In an effort to try to stop link rot, I’ve created a simple web app that convers all links to archivable links. The code is available at http://github.com/schollz/prevent-link-rot. Here is a snapshot:



Try the demo here.


  1. Zittrain, Jonathan, Kendra Albert, and Lawrence Lessig. “Perma: Scoping and addressing the problem of link and reference rot in legal citations.” Legal Information Management 14.02 (2014): 88-99.

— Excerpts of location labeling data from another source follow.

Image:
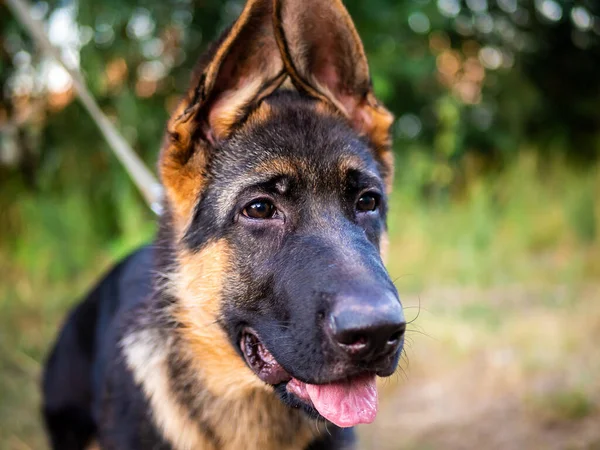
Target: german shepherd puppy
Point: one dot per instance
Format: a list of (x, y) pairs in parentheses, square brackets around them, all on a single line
[(264, 307)]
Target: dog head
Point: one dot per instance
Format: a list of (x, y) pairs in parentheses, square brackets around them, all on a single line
[(276, 167)]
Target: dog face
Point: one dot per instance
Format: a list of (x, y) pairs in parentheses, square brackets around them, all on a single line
[(276, 195)]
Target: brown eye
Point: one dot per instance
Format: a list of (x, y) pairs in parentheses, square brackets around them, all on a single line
[(367, 202), (259, 209)]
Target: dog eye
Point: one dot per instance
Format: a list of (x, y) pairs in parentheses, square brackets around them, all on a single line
[(369, 201), (259, 209)]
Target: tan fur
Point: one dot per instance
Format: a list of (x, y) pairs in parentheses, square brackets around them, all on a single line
[(245, 68), (260, 417), (146, 356), (325, 58)]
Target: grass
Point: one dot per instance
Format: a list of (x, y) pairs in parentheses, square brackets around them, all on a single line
[(504, 277)]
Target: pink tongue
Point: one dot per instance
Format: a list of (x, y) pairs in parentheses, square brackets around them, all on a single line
[(346, 403)]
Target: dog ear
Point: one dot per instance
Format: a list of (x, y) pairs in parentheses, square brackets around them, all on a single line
[(325, 58), (240, 69)]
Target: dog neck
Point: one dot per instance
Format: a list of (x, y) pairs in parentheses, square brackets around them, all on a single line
[(200, 391)]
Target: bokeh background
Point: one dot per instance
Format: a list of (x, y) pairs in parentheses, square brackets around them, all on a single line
[(494, 224)]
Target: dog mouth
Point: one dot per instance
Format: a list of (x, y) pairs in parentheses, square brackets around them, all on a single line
[(345, 403)]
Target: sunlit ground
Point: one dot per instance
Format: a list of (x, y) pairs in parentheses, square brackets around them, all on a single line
[(503, 285)]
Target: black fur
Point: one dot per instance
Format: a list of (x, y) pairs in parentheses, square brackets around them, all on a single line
[(285, 278)]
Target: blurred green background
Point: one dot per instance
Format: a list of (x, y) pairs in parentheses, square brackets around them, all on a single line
[(494, 222)]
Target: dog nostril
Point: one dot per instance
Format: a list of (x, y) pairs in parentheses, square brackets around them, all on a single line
[(353, 341), (395, 338)]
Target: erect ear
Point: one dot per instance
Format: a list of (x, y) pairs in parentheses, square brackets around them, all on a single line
[(325, 59), (240, 69)]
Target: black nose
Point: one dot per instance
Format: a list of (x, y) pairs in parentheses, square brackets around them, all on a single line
[(367, 323)]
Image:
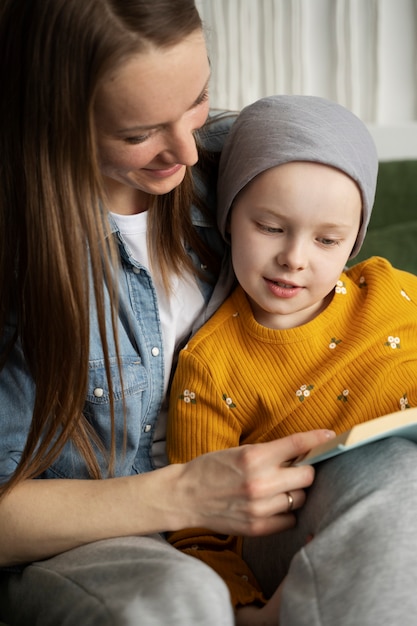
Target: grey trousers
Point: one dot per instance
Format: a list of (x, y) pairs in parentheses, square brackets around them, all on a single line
[(133, 581), (351, 561), (355, 543)]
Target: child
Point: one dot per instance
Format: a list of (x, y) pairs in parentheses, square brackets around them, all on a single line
[(301, 343)]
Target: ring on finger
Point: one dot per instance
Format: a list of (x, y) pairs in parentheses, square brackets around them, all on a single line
[(290, 501)]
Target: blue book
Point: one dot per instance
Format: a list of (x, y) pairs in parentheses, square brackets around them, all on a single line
[(398, 424)]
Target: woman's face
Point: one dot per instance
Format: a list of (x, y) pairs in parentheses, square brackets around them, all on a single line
[(146, 112)]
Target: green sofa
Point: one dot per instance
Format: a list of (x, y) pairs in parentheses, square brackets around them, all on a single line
[(392, 231)]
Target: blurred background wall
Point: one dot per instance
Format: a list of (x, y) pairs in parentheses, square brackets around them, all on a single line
[(360, 53)]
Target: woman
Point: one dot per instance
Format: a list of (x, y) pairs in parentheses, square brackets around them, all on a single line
[(100, 104)]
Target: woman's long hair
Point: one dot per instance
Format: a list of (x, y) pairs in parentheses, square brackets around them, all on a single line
[(54, 245)]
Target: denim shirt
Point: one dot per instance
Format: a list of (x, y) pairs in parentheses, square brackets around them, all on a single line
[(142, 362)]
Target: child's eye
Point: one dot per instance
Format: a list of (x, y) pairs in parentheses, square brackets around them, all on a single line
[(328, 242), (270, 229)]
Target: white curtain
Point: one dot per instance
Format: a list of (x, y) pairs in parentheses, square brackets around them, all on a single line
[(361, 53)]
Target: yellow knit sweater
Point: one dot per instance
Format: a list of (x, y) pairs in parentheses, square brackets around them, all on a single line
[(238, 382)]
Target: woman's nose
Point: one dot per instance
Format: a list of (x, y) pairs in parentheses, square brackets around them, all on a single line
[(181, 145)]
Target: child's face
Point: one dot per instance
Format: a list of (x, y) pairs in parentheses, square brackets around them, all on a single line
[(292, 230)]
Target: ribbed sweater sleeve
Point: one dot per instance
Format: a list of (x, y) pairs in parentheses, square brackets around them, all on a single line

  2. Markwell, John, and David W. Brooks. ““Link rot” limits the usefulness of web‐based educational materials in biochemistry and molecular biology*.” Biochemistry and Molecular Biology Education 31.1 (2003): 69-72.
  3. Koehler, Wallace. “Web page change and persistence—A four‐year longitudinal study.” Journal of the American Society for Information Science and Technology 53.2 (2002): 162-171.
  4. Rumsey, Mary. “Runaway Train: Problems of Permancence, Accessibility, and Stability in the Use of Web Sources in Law Review Citations.” Law Libr. J. 94 (2002): 27.
  5. Dimitrova, Daniela V., and Michael Bugeja. “The half-life of internet references cited in communication journals.” New Media & Society 9.5 (2007): 811-826.
  6. Nelson, Michael L., and B. Danette Allen. “Object persistence and availability in digital libraries.” D-Lib magazine 8.1 (2002): 1082-9873.